No segundo momento, que vem desde janeiro de 2013, a taxa da LTN apresentou forte elevação, mas o “retorno com dividendos” vem mantendo-se em níveis baixos. Logo existiria espaço para queda da bolsa e consequente aumento da “taxa de dividendos”. A título de comparação: em janeiro de 2011, a taxa da LTN 2013 estava em 12,98% e o inverso do P/L em julho de 2011 era de 11,4%, atingindo 12,2% em setembro. Hoje, em 25 de novembro, o retorno com dividendos está em 9,1% enquanto a taxa LTN 2016 se encontra a 12,39%.

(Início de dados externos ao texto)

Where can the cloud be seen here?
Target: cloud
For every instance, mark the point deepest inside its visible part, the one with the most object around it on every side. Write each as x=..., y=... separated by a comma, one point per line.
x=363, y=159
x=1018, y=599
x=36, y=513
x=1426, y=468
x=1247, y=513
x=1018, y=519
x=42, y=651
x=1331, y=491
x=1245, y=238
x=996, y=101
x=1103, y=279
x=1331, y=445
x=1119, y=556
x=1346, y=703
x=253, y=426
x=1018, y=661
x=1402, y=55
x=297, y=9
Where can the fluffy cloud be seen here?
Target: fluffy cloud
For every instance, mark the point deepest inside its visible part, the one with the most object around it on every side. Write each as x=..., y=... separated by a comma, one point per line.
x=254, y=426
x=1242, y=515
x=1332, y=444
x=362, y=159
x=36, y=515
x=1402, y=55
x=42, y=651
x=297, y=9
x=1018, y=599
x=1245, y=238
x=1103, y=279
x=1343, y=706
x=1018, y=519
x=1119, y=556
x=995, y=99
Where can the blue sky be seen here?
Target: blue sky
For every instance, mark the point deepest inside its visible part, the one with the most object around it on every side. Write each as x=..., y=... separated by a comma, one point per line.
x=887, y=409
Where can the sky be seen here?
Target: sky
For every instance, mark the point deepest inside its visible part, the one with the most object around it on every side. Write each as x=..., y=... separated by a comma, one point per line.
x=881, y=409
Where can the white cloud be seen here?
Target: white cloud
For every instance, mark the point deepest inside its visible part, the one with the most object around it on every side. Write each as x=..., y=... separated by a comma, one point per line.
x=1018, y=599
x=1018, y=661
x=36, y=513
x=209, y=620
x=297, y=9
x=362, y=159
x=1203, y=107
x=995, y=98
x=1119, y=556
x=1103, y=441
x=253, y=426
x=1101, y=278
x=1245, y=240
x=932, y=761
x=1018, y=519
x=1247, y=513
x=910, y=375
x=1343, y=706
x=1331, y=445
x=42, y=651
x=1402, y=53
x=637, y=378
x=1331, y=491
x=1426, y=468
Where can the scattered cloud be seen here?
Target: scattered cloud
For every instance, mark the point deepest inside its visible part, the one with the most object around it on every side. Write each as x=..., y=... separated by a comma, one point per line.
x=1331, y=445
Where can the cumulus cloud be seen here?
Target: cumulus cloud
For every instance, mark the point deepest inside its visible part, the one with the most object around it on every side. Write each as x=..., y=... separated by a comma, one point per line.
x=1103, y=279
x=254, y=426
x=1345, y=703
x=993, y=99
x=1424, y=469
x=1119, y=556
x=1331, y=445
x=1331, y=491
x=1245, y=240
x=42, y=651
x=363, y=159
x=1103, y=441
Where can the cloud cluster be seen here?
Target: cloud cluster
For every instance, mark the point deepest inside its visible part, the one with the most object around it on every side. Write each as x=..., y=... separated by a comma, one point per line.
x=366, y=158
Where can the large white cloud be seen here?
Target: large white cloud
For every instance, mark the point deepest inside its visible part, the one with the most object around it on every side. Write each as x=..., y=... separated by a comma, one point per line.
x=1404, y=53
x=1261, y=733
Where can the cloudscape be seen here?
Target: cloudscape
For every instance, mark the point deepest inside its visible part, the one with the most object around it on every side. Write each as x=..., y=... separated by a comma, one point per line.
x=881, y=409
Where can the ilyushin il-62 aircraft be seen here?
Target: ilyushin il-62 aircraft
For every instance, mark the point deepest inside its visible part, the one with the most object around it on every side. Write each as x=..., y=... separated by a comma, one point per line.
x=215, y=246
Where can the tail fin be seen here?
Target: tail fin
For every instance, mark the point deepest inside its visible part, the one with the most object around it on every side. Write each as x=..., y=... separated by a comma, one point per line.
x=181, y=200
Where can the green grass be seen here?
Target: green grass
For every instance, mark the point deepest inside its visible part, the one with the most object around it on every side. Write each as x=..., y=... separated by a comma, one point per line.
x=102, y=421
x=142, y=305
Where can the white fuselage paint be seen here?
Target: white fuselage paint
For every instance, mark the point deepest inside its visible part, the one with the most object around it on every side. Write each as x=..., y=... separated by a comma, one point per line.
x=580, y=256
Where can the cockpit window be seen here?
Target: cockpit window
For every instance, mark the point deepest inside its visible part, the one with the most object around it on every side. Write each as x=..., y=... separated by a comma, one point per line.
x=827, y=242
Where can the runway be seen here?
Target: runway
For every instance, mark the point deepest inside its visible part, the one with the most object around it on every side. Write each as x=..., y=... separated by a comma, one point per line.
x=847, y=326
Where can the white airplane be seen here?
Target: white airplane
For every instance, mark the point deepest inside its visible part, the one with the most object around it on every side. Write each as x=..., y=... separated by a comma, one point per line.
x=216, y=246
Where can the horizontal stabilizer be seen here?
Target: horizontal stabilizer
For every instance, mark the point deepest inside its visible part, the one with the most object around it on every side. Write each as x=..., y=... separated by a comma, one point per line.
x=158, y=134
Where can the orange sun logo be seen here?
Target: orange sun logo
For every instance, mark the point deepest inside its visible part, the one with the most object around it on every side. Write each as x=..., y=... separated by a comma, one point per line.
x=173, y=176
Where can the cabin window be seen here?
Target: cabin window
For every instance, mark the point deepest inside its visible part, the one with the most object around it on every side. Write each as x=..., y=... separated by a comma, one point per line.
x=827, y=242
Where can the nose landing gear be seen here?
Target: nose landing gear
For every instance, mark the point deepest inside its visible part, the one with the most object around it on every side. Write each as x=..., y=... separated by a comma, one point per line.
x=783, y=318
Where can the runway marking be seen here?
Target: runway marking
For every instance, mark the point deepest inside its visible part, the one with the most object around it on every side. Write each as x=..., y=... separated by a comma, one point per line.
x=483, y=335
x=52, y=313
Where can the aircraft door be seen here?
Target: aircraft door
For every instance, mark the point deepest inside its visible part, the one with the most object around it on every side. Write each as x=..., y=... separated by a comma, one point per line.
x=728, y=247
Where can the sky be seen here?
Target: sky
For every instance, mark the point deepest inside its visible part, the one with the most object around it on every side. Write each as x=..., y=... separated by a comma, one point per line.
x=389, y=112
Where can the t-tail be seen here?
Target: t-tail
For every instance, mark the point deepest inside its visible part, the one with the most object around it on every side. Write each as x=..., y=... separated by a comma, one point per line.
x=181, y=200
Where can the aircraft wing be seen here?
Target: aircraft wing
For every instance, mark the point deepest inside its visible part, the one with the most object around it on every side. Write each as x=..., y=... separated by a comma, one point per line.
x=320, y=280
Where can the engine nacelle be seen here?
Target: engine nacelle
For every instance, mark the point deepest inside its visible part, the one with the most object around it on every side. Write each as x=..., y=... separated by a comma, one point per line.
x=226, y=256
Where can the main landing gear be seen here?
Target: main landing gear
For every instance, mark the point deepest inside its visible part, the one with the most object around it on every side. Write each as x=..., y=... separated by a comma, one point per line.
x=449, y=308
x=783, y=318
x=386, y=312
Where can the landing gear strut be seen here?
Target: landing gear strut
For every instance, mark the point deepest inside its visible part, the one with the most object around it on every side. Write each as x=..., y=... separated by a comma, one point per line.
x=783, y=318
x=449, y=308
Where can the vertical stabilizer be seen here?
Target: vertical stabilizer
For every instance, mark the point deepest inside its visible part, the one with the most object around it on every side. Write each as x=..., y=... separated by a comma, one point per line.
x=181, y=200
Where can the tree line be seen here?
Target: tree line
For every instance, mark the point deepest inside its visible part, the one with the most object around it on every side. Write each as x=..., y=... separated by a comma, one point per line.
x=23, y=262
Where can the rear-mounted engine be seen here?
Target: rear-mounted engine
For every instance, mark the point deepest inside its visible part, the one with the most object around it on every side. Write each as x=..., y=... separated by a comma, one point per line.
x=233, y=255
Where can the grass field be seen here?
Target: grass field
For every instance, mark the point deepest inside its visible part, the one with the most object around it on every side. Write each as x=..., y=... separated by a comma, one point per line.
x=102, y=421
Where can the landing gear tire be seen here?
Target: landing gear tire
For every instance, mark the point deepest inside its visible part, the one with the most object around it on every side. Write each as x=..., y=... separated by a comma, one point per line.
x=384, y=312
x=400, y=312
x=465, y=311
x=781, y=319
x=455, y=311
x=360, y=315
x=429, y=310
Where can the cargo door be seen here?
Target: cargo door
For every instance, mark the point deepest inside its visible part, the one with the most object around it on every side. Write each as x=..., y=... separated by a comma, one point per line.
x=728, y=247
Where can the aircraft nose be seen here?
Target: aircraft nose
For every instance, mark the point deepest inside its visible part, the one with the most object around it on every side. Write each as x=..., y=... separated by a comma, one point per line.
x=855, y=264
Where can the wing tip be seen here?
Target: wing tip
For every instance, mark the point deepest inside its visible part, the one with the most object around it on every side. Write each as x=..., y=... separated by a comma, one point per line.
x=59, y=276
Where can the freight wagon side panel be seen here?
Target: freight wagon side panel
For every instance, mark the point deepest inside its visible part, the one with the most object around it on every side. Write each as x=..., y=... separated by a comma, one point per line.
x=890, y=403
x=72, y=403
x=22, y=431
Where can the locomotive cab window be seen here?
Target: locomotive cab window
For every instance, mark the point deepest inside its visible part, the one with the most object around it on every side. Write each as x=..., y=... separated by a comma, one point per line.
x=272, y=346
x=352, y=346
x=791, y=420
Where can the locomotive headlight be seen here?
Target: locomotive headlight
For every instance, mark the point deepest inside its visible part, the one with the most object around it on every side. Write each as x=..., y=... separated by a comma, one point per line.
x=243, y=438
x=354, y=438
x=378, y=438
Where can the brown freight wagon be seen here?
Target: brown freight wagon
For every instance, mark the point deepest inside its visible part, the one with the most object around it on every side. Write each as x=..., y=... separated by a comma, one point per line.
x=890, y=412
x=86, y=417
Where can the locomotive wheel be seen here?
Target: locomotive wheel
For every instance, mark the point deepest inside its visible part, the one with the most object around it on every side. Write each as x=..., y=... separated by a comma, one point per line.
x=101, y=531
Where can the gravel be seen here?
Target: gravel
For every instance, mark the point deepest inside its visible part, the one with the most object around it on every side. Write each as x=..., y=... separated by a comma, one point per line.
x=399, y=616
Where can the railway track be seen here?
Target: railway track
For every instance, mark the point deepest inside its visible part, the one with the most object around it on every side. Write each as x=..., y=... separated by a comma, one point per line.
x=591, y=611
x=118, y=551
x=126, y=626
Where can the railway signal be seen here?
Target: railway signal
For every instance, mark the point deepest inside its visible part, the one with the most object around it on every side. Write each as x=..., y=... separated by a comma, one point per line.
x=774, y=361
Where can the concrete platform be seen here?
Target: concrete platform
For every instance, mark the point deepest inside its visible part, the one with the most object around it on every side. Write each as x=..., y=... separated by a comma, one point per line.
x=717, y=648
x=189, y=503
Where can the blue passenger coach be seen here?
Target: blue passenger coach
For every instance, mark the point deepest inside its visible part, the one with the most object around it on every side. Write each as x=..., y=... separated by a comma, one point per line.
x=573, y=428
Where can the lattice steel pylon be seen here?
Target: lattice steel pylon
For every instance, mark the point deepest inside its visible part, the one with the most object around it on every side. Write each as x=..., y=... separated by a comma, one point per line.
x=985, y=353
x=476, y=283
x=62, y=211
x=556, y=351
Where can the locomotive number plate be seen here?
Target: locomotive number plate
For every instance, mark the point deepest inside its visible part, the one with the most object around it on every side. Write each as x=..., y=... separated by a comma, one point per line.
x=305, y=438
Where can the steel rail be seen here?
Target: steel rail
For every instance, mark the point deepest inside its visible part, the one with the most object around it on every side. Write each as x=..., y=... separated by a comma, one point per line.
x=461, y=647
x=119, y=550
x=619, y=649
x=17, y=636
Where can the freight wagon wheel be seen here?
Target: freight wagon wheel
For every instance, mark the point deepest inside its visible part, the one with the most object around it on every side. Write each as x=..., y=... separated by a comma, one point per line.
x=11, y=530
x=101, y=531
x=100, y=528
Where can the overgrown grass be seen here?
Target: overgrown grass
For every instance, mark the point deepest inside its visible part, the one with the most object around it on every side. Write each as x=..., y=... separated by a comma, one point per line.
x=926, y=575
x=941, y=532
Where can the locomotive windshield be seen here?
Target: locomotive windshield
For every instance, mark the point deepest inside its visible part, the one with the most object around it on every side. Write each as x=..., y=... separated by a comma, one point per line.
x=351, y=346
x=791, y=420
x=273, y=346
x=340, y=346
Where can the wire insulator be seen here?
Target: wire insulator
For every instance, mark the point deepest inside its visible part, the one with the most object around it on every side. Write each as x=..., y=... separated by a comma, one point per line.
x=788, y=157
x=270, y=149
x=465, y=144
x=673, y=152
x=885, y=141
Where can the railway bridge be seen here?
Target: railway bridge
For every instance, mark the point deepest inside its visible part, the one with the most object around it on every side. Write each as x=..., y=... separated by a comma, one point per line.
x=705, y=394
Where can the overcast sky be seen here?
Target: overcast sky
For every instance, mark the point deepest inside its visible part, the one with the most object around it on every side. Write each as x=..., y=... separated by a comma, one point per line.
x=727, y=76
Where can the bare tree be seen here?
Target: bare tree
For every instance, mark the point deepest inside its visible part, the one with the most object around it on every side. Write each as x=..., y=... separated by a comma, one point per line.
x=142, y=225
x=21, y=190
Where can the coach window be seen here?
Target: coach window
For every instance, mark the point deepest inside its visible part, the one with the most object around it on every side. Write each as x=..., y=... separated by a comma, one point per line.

Que conclusão nós podemos tirar? O mercado está em compasso de espera do anúncio do novo ministro da Fazenda e das medidas fiscais. Caso elas sejam promissoras, o choque de credibilidade pode fazer com que a bolsa mantenha o patamar atual ou até se aprecie (os juros também tendem a cair um pouco). Caso as decisões frustrem as expectativas, podemos ver uma bolsa em queda (logo com aumento da “taxa de dividendos”) corroborando a máxima dos livros texto de que quando os juros sobem, a bolsa sofre. Vamos aguardar.